SULLIVAN — Sumner Memorial High School Principal Marianne DeRaps, who helped raise Sumner from what was designated a failing school to one that is thriving, has resigned effective June 30, 2016.
DeRaps said the school, which she has directed since 2012, is now on a good trajectory and she is considering other opportunities in the educational realm.
“It’s not just the scores, it’s the way the school feels and the way the community is involved,” she said of Sumner’s improved status.
“All the conversations in the school are continually about how to help the students learn, what we can do for this one, what we can do for that one,” DeRaps said.
U.S. Sen. Susan Collins (R-Maine) recently spent an hour at Sumner congratulating the school on its Student Voice group, improved test scores and alternative Pathways program.

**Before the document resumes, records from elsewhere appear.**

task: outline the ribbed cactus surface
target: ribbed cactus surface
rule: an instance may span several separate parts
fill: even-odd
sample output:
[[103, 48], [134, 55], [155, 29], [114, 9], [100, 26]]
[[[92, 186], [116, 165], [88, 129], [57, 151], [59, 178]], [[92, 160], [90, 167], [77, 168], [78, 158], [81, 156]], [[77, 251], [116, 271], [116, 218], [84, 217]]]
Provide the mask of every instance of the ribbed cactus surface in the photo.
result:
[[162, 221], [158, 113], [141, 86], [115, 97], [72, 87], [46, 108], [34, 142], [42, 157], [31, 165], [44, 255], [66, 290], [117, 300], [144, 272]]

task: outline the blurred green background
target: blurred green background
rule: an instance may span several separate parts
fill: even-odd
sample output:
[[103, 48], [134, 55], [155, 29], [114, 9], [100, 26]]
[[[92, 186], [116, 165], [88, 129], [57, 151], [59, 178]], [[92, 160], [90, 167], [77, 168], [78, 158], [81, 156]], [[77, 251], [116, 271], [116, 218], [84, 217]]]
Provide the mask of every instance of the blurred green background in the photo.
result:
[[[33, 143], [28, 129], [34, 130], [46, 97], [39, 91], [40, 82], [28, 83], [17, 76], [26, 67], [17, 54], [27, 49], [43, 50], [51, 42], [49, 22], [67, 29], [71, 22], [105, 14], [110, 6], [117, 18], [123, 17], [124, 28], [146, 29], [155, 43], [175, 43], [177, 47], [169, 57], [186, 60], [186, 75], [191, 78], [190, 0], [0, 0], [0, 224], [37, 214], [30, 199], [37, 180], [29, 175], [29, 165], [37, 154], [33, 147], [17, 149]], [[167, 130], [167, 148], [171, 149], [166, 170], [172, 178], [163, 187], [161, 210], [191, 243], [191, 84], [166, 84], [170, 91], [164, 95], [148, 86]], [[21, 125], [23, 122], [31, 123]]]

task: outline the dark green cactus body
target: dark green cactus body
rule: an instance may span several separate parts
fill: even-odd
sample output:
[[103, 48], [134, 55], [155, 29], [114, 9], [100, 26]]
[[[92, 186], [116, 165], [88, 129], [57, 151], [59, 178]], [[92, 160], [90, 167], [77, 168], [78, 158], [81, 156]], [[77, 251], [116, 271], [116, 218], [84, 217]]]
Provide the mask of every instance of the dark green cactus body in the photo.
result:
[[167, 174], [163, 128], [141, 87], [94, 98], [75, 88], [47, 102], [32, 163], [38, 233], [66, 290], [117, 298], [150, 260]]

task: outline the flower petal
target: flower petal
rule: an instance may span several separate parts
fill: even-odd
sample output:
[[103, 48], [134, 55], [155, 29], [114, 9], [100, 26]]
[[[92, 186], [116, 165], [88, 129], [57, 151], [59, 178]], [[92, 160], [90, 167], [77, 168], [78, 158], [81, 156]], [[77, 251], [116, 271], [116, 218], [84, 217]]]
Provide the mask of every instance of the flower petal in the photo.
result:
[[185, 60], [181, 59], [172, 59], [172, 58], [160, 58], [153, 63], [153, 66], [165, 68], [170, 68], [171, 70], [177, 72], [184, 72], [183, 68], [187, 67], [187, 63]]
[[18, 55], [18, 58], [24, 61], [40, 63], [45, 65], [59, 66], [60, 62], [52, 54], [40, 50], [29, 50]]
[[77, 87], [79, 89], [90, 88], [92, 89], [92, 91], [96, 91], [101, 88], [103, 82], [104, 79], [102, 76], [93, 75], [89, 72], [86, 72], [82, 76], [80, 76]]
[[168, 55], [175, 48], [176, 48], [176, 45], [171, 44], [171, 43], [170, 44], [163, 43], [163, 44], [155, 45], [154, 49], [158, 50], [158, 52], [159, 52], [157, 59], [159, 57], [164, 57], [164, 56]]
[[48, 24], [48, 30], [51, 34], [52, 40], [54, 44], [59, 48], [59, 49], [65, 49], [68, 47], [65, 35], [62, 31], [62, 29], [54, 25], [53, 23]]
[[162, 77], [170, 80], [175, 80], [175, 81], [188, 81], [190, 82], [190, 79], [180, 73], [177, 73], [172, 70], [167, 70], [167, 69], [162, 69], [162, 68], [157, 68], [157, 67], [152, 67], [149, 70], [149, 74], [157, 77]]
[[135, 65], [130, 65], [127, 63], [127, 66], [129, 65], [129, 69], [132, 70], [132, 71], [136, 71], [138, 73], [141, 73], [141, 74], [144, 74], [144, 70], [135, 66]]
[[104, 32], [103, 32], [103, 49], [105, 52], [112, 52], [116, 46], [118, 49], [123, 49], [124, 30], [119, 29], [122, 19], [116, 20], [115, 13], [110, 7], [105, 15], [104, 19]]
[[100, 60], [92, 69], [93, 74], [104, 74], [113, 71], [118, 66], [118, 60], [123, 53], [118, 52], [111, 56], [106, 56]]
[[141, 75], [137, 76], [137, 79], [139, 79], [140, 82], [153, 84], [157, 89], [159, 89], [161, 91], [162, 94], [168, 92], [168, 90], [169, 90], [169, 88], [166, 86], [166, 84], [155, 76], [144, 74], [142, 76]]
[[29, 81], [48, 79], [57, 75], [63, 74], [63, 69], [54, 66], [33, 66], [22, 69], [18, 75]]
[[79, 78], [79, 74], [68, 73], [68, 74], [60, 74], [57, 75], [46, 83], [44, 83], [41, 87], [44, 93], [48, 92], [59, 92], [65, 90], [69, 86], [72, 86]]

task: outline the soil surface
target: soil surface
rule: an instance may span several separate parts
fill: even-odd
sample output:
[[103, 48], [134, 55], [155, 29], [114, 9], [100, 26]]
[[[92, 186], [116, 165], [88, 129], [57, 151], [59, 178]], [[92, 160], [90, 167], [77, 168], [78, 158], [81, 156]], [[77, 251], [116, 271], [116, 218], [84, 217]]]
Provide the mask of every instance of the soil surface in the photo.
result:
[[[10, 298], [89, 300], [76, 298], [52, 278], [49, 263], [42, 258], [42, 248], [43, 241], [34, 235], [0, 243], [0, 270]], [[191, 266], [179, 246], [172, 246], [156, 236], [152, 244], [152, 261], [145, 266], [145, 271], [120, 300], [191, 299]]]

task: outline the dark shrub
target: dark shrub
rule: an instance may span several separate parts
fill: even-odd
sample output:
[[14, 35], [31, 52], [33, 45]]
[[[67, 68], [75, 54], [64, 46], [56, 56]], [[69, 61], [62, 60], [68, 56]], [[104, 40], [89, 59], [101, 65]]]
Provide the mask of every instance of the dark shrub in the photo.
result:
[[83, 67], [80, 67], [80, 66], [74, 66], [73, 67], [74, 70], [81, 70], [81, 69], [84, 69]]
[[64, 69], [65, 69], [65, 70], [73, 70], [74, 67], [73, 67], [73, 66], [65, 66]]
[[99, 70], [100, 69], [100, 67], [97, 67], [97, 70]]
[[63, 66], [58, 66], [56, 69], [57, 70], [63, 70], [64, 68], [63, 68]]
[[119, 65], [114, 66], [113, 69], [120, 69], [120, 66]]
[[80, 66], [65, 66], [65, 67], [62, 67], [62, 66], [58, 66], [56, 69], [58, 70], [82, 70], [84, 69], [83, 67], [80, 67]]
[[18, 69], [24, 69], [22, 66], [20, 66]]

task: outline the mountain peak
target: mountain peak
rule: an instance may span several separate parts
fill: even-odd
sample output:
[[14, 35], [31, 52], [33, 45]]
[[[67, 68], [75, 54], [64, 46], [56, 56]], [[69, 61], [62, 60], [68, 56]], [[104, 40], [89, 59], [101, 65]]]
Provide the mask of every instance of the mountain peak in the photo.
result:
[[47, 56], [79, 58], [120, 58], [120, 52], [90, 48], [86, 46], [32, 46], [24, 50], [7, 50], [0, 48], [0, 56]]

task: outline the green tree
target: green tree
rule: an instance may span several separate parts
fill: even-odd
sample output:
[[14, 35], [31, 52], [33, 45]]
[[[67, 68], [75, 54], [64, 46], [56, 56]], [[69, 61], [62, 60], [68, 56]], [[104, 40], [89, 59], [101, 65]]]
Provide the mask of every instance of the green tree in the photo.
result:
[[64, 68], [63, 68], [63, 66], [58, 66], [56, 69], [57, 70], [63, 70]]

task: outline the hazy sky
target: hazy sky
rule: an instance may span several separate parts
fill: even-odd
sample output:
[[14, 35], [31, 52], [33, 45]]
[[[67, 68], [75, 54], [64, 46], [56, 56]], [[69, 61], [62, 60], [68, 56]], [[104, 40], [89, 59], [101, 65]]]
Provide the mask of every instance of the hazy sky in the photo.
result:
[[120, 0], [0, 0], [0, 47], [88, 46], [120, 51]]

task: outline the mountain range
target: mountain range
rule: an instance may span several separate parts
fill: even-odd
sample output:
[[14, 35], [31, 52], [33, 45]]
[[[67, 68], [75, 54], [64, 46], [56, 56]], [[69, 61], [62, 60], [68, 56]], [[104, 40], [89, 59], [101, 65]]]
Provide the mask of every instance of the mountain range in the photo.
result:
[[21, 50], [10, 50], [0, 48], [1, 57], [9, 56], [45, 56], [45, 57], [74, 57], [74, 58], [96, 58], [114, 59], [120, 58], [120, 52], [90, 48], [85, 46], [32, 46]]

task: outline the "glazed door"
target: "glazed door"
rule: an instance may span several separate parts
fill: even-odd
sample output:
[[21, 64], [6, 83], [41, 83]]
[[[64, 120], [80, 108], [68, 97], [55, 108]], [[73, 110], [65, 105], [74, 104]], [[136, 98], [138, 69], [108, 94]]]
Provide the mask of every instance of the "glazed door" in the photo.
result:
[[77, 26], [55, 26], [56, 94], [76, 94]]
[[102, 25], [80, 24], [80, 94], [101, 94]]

Regional School Unit 24 (RSU 24) Superintendent Michael Eastman said he and the RSU board had accepted DeRaps’ resignation.
“I look forward to working with her throughout the remainder of the school year and wish her nothing but the best for the future,” Eastman said.
The job has been posted on www.servingschools.com.
DeRaps said many of the committees and events within the school are now self-sustaining, such as Pam Harmon Day, named in honor of a popular art teacher who passed away in 2011.
The full day features a variety of arts workshops and other programs with much involvement by area communities.
DeRaps said the decision was difficult because both she and her husband have longstanding ties to the community.
“It’s been sad and it’s been emotional,” she said. “I really do love the school.”
“I have been overwhelmed and humbled with the support and concern about my leaving,” DeRaps said.
She said when she arrived at Sumner in 2012 she interviewed every staff member to assess what they believed was important.
The educators looked at student scores, data and classroom instruction and discussed instructional strategies.
“We created a schedule to give teachers time to collaborate,” DeRaps said. “It’s hard to make a school better without that.”
Principals today, she said, are not just managers but instructional leaders. The only way to do both, she said, is to empower staff.
On Monday, Jan. 25, she was talking to sophomores and juniors about their PSAT scores, which are considered a predictor of how well students will do on their SATs as juniors.
“We talked about becoming apathetic and not having a good attitude about your education, no matter what you want to do,” DeRaps said. “We talked about the school’s reputation. We’re all loving the reputation that we’re gaining and we don’t want to slide backward.”